Und wehe, er scheitert an der Sabotage. Dann steht 2024 der nächste Trump auf der Kandidaten­bühne. Und vielleicht einer, der den «Stopp des demokratischen Betrugs» besser organisieren kann.

6
Kaum jemand hätte einem professionellen Bankrotteur wie Donald Trump zugetraut, dass er so weit kommen kann: die Präsidentschaft, beinahe (oder tatsächlich) die Wieder­wahl, die Verwandlung der Republikanischen Partei in gehorsame Orks, die (vielleicht erfolgreiche) Sprengung der einfluss­reichsten Demokratie der Geschichte – und die Führerschaft in einem in dieser Wahl noch einmal gewachsenen 70-Millionen-Kult, der über Leichen geht. Sogar über die eigene.

Wahrscheinlich brauchte er nicht einmal viel Instinkt.

Denn das Beispiel Trump zeigt, wie verletzlich unsere Köpfe und unsere Institutionen sind. Wie sehr wir als Gesellschaft auf die Einhaltung von ungeschriebenen Regeln angewiesen sind – auf Fairness, Höflichkeit, Vertrauen. Und auf die Herstellung eines breiten Mainstreams, in dem man sich verständigen kann.

Sobald eine Gesellschaft nicht mehr verschiedene Meinungen über die Fakten hat, sondern verschiedene Universen mit je eigenen Fakten, kann jeder genügend schamlose Betrüger damit durchkommen, die jeweilige Blase mit seinen persönlichen Gespenstern zu möblieren. Egal, wie durchschaubar sie sind. Oder wie mörderisch.

7
Eigentlich wäre der Traum gewesen, keine Zeile mehr über Donald Trump zu schreiben. Denn nichts an ihm ist noch überraschend. Seine einzige wirkliche Neuheit war, dass er absolut ohne Interesse an der Welt ist. Und deshalb herausfand, dass man in der Politik viel effizienter auftreten kann, wenn man auf Beweise, Argumente, Logik und Strategie schlicht verzichtet.

Doch auch das ist schon lange nicht mehr neu. Trumps Schüler haben schnell gelernt.

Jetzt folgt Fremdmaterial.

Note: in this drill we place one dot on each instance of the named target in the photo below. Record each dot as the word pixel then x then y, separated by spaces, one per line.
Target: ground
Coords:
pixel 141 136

Zum Beispiel sein britischer Kollege Nigel Farage, einst Führer der neofaschistischen Ukip, dann Präsident der Brexit-Partei und heute Gründer der Anti-Lockdown-Partei. In der Wahlnacht gab er der BBC folgendes Interview:

Farage: «In den USA gibt es Wahlbetrug.»
BBC: «Haben Sie Beweise?»
Farage: «Das ist so neu – es gibt keine Beweise. Aber es gibt den Betrug.»

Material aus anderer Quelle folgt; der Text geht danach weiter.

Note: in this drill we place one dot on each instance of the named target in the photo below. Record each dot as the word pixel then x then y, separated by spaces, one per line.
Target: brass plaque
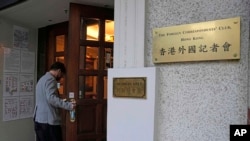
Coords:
pixel 134 87
pixel 212 40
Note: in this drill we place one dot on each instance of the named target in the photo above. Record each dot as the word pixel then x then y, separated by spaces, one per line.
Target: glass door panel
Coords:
pixel 108 61
pixel 60 43
pixel 89 58
pixel 87 87
pixel 109 31
pixel 90 29
pixel 60 46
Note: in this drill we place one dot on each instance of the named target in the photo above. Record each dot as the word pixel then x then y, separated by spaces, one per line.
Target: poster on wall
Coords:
pixel 10 84
pixel 27 61
pixel 21 37
pixel 18 77
pixel 26 83
pixel 10 108
pixel 26 104
pixel 11 60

Kurz: Das Ergebnis der diesjährigen Präsidenten­wahl ist, dass wir Donald Trump nicht feuern können. Egal, wer Präsident wird, der Trumpismus wird bleiben – und weiter Millionen Köpfe bewohnen. Damit auch unseren.

In den Filmen, Büchern und in der Fantasie hat der Kampf gegen autoritäre Regimes einen gewissen Glanz. In der Wirklichkeit ist er eine endlose, langweilige, geist­tötende Angelegenheit, als würde man jeden Morgen, statt die Nachrichten zu lesen, verkrusteten Kot aus fremden Toiletten kratzen.